Ах да, Шербаум.

— Как дела? — спрашивает стоящий у меня в головах незнакомец и отпускает мой локоть.

— Извините, — говорит он, — и называет фамилию, которую я не разбираю. — Я врач из этого отеля.

Письмо!

Я хватаюсь за правый рукав. Письма в нем нет.

— Вы в состоянии, фрау Этьен, дойти до машины или нужны носилки?..

— Спасибо, я думаю, что смогу идти.

Врач подставляет руку под мое плечо, чтобы помочь подняться. Я подымаюсь. Легкое головокружение. Я привожу в порядок свою юбку. Делаю несколько неуверенных шагов.

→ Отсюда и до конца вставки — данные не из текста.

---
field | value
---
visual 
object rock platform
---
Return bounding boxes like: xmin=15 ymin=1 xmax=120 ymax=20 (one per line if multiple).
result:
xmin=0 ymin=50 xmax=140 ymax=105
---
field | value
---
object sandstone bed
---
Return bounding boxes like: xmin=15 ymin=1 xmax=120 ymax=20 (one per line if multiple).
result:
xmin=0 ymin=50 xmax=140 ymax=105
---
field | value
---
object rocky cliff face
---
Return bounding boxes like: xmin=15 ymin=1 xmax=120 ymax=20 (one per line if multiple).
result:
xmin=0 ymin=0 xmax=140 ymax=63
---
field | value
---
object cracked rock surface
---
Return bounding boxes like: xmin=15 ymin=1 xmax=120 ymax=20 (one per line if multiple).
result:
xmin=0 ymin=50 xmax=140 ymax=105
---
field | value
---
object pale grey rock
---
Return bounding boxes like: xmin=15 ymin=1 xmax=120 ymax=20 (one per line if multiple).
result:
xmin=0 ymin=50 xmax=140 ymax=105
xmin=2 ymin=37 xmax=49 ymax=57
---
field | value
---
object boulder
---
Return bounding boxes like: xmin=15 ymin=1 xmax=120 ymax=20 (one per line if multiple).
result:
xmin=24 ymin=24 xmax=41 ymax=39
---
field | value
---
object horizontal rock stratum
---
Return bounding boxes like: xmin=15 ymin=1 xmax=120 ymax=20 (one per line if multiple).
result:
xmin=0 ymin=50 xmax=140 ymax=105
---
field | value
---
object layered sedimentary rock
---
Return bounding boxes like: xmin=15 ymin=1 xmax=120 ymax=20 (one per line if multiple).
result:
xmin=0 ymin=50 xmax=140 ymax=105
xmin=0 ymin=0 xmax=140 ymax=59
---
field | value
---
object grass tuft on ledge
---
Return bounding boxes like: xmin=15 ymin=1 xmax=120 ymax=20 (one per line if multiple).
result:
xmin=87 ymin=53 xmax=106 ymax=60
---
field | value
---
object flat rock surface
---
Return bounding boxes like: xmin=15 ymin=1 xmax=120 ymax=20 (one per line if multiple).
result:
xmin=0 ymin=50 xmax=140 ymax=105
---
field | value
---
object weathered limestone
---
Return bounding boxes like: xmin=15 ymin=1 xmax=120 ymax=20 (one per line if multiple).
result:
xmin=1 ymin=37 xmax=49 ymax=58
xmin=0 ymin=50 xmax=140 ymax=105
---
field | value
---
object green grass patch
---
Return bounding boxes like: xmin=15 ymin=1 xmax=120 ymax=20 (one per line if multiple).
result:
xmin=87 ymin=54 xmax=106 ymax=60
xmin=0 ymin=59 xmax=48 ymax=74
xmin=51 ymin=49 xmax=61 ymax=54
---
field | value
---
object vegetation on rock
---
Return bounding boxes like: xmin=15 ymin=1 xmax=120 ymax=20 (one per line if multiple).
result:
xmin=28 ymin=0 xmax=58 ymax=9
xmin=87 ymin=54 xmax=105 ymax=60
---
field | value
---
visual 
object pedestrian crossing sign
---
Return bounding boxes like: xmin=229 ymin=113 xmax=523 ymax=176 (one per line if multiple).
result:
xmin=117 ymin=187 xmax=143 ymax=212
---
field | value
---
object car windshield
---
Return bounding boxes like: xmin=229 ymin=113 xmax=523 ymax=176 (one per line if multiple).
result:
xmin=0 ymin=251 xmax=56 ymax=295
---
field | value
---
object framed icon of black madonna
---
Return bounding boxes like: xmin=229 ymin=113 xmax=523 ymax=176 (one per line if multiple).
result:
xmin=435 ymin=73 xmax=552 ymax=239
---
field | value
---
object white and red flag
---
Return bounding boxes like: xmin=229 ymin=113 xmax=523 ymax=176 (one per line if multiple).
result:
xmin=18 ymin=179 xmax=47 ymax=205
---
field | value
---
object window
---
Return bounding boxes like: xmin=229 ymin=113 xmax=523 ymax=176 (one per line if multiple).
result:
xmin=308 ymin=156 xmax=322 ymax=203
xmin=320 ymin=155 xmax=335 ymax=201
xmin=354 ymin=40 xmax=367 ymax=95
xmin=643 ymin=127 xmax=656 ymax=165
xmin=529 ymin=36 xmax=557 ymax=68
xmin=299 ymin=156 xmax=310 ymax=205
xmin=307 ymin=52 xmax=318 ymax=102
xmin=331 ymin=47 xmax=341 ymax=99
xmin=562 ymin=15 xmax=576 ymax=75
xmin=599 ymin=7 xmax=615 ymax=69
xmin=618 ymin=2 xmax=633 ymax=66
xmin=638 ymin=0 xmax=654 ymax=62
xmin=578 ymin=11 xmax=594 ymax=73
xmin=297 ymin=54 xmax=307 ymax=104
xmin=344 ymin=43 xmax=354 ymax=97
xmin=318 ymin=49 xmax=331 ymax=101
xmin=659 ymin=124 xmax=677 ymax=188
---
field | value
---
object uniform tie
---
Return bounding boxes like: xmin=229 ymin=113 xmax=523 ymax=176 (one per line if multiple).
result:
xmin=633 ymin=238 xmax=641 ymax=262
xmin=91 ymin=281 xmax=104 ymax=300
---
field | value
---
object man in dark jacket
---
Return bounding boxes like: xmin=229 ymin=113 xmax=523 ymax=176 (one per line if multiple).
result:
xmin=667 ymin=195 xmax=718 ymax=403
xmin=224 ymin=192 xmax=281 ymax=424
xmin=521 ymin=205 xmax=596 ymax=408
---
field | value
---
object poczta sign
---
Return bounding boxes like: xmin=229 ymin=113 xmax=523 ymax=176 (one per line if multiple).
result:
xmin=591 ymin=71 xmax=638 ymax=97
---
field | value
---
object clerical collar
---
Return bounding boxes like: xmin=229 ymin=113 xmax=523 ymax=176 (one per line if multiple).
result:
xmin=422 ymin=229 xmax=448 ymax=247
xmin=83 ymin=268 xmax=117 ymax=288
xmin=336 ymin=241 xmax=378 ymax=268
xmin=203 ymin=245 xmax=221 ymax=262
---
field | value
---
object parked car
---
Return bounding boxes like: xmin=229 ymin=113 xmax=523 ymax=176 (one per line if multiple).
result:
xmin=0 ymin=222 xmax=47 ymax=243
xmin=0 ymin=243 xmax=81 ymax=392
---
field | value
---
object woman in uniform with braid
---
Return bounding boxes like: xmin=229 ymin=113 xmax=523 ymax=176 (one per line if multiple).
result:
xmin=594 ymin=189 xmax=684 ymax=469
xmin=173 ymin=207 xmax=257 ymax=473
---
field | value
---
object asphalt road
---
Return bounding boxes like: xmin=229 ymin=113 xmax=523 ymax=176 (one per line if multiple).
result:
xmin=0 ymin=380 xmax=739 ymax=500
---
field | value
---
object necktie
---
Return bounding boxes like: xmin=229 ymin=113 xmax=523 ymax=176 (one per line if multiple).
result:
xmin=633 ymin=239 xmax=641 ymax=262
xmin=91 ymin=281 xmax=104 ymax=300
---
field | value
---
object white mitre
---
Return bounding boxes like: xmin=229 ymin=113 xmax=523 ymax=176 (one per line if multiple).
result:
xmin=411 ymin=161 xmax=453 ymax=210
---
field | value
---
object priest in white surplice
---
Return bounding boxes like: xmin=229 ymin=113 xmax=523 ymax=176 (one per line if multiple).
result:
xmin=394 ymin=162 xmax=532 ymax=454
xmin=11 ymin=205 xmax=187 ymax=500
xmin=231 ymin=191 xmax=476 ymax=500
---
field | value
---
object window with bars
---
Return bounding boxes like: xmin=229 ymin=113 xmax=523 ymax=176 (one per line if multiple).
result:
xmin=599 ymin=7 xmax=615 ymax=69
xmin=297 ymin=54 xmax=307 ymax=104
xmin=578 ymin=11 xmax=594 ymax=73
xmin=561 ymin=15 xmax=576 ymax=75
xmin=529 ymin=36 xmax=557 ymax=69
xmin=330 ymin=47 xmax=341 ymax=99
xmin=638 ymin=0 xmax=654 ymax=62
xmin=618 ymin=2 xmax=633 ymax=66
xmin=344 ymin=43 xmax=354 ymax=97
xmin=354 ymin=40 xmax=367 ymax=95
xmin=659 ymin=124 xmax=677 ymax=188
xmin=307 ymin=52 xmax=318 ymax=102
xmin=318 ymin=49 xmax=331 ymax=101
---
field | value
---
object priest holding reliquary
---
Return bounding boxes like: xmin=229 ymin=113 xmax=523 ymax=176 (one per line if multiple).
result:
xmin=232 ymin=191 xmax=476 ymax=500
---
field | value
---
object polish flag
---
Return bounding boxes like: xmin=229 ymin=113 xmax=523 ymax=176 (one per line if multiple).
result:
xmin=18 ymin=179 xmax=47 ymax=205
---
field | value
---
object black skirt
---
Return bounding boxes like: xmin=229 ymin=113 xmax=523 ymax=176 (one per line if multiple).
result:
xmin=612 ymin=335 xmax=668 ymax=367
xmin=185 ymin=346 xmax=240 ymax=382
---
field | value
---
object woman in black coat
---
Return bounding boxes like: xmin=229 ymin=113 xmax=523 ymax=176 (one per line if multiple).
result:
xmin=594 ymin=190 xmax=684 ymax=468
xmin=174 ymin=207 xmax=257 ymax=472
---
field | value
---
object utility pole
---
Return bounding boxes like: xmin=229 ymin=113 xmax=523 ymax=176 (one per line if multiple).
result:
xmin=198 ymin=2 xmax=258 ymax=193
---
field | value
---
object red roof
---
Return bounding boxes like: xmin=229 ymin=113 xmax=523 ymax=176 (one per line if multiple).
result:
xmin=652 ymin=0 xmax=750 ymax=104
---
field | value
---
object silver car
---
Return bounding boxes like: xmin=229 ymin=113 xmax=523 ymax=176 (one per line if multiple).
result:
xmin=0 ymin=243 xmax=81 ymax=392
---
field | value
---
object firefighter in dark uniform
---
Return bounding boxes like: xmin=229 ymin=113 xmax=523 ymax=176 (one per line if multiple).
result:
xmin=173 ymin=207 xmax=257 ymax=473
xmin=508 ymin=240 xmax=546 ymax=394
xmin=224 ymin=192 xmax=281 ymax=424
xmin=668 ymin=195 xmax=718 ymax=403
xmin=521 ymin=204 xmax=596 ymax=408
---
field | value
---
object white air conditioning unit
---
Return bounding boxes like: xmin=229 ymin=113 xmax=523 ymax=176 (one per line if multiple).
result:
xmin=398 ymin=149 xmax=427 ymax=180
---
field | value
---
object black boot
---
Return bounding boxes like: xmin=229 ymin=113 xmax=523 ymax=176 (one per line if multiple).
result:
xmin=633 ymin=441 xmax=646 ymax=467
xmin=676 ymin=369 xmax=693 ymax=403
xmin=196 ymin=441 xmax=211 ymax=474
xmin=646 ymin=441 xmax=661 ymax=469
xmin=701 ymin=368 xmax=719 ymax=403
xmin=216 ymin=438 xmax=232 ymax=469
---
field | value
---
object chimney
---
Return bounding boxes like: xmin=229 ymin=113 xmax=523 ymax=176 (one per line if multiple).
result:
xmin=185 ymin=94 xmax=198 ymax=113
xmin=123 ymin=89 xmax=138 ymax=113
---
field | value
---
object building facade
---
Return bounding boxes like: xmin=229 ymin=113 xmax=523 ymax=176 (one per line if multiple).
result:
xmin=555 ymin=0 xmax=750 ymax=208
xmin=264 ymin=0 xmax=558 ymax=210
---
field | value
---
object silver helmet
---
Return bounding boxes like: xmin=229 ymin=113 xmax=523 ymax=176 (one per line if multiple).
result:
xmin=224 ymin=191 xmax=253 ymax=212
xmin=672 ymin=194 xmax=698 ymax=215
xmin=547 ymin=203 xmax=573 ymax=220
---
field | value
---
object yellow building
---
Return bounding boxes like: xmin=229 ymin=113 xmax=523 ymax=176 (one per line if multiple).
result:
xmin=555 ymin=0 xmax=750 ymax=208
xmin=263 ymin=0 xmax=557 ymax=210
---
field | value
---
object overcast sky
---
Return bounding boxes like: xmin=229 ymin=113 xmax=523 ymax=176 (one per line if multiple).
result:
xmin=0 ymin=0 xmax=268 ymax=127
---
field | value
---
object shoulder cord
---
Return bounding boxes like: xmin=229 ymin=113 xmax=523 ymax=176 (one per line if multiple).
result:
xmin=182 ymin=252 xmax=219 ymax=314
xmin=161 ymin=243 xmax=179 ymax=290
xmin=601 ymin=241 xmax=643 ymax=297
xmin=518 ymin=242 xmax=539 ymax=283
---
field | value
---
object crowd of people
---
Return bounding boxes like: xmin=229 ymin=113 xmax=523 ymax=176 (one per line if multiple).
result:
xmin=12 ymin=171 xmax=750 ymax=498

Проходя мимо зеркала, смотрю в него и пугаюсь своего лица, отраженного в нем.

— Пошли! — говорит Шербаум.

«Живо, Этьен, вперед», — слышится мне. Пустяки. «Номер двадцать, выходите, вода нагрета», — раздается где-то по соседству.

Ерунда! Возьми себя в руки! Ты же его не убивала. Это ты обязательно должна доказать.

Но — письмо…

Передо мной идет врач, сзади — Шербаум. Мы выходим из комнаты и покидаем отель.

Снаружи, в коридоре, стоит Андерсен — красавец-блондин. Лифт. Спускаемся вниз. Молчание. Шербаум вдавливает сигару в пепельницу. Врач покашливает. Я внезапно, видимо, под влиянием этого покашливания, а также запахов табака и рома, которые распространяет врач, чрезвычайно отчетливо вспомнила своего учителя математики в Макленбурге.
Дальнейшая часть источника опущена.